Im Statistikteil fasst Kai Kleinwächter wichtige Daten zur globalen Ernährungssituation zusammen. Besonderer Dank geht hierbei an die Welthungerhilfe, auf deren Datenmaterial die Erhebungen beruhen.
So unterschiedlich die Lehrmeinungen darüber sind, wie Ernährungsproduktion vonstattengehen sollte, so einig sind sich (fast) alle, dass ein Umdenken auch in der Entwicklungspolitik erforderlich ist. Die deutsche Politik hat erkannt, dass unter dem Gesichtspunkt der Ernährungssouveränität ein nachhaltiges internationales Engagement zur Stärkung der Landwirtschaft in den Entwicklungsländern einsetzen muss, damit „Hilfe zur Selbsthilfe“ nicht nur ein leeres Motto bleibt.

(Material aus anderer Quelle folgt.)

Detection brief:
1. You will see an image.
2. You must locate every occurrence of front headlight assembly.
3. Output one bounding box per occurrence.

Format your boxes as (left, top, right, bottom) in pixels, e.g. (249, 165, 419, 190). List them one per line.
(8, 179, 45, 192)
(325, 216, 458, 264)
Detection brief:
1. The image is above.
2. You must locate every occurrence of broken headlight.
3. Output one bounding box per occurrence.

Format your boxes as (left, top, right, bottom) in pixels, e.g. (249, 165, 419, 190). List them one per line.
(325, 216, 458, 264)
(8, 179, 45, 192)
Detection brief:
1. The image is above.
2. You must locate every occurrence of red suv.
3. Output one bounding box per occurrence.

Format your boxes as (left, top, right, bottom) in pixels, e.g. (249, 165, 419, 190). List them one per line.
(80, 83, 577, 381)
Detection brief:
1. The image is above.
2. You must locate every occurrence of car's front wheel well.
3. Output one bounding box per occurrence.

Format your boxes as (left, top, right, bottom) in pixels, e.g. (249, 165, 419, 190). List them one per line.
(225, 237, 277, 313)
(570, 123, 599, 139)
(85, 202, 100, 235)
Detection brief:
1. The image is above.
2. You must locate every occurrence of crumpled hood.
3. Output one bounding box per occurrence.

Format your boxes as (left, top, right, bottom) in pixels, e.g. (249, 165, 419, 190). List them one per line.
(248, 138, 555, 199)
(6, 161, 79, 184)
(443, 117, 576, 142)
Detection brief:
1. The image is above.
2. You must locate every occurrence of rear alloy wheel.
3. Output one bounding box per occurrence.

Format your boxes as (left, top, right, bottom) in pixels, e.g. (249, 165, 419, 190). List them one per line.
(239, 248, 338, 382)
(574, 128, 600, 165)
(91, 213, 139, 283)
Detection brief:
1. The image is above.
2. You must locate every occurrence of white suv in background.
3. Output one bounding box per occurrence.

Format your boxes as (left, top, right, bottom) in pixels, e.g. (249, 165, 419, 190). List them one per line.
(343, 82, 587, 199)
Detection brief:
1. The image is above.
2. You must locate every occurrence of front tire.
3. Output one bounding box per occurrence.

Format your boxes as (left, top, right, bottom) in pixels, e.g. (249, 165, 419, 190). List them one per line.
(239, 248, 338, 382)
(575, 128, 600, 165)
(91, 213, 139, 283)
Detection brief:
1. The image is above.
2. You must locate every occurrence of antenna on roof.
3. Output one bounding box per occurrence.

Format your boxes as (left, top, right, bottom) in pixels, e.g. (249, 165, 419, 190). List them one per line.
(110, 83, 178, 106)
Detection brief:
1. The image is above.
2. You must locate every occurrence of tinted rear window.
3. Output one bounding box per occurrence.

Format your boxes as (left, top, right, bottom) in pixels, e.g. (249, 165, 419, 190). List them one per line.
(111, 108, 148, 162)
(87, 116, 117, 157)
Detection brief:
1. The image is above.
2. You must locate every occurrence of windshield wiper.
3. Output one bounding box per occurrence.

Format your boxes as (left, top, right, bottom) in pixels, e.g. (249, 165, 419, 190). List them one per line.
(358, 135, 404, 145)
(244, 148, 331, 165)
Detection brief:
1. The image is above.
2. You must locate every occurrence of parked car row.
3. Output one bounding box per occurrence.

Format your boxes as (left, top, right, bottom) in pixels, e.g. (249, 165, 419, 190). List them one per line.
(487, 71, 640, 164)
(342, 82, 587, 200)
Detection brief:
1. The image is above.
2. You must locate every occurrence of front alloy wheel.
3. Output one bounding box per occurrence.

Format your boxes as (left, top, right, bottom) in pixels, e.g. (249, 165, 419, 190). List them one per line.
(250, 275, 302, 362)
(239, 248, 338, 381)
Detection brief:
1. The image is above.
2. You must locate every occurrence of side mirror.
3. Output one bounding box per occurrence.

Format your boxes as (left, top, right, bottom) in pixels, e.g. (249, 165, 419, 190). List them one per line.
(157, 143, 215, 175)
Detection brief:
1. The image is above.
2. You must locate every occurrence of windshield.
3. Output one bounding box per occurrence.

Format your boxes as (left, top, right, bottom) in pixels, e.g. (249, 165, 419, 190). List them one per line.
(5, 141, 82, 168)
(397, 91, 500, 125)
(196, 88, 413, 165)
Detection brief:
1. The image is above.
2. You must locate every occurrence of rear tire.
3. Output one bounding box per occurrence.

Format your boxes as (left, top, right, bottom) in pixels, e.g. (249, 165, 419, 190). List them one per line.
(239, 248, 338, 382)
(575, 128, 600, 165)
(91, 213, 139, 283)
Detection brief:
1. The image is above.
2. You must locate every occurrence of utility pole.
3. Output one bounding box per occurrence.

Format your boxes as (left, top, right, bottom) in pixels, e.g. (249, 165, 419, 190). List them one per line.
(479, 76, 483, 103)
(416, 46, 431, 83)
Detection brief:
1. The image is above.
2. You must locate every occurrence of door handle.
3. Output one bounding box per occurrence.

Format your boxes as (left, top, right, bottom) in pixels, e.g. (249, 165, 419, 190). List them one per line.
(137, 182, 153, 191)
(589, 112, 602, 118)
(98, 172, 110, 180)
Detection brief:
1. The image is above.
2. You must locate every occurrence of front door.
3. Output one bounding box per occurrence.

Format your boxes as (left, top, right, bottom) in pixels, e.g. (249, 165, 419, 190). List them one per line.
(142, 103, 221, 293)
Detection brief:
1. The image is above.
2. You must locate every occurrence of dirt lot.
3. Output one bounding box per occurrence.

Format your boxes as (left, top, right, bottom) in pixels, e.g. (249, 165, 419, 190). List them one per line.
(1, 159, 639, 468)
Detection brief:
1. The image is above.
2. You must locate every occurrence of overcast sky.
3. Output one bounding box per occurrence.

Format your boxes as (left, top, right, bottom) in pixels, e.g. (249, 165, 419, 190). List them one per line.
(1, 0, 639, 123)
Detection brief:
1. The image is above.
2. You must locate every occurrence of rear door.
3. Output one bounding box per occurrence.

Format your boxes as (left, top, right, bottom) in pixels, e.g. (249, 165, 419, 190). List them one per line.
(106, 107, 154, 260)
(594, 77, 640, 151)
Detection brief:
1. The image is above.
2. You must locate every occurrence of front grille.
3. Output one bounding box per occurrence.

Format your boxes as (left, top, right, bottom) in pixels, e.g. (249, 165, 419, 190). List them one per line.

Mit der Broschüre „Ernährung im 21. Jahrhundert“, der ersten in der Reihe „Forum Entwicklungspolitik Brandenburg“, soll ein Beitrag zur Verbreitung von aktuellen wissenschaftlichen Erkenntnissen in Brandenburg geleistet werden, der dann auch in praktisches Handeln vor Ort umschlagen kann (und soll). Wir hoffen, damit den Kreis derjenigen zu erweitern, denen es ebenso wie uns ein Anliegen ist, das Wissen über die Missstände in der Welt zu vergrößern und damit das Leid der Betroffenen zu verringern.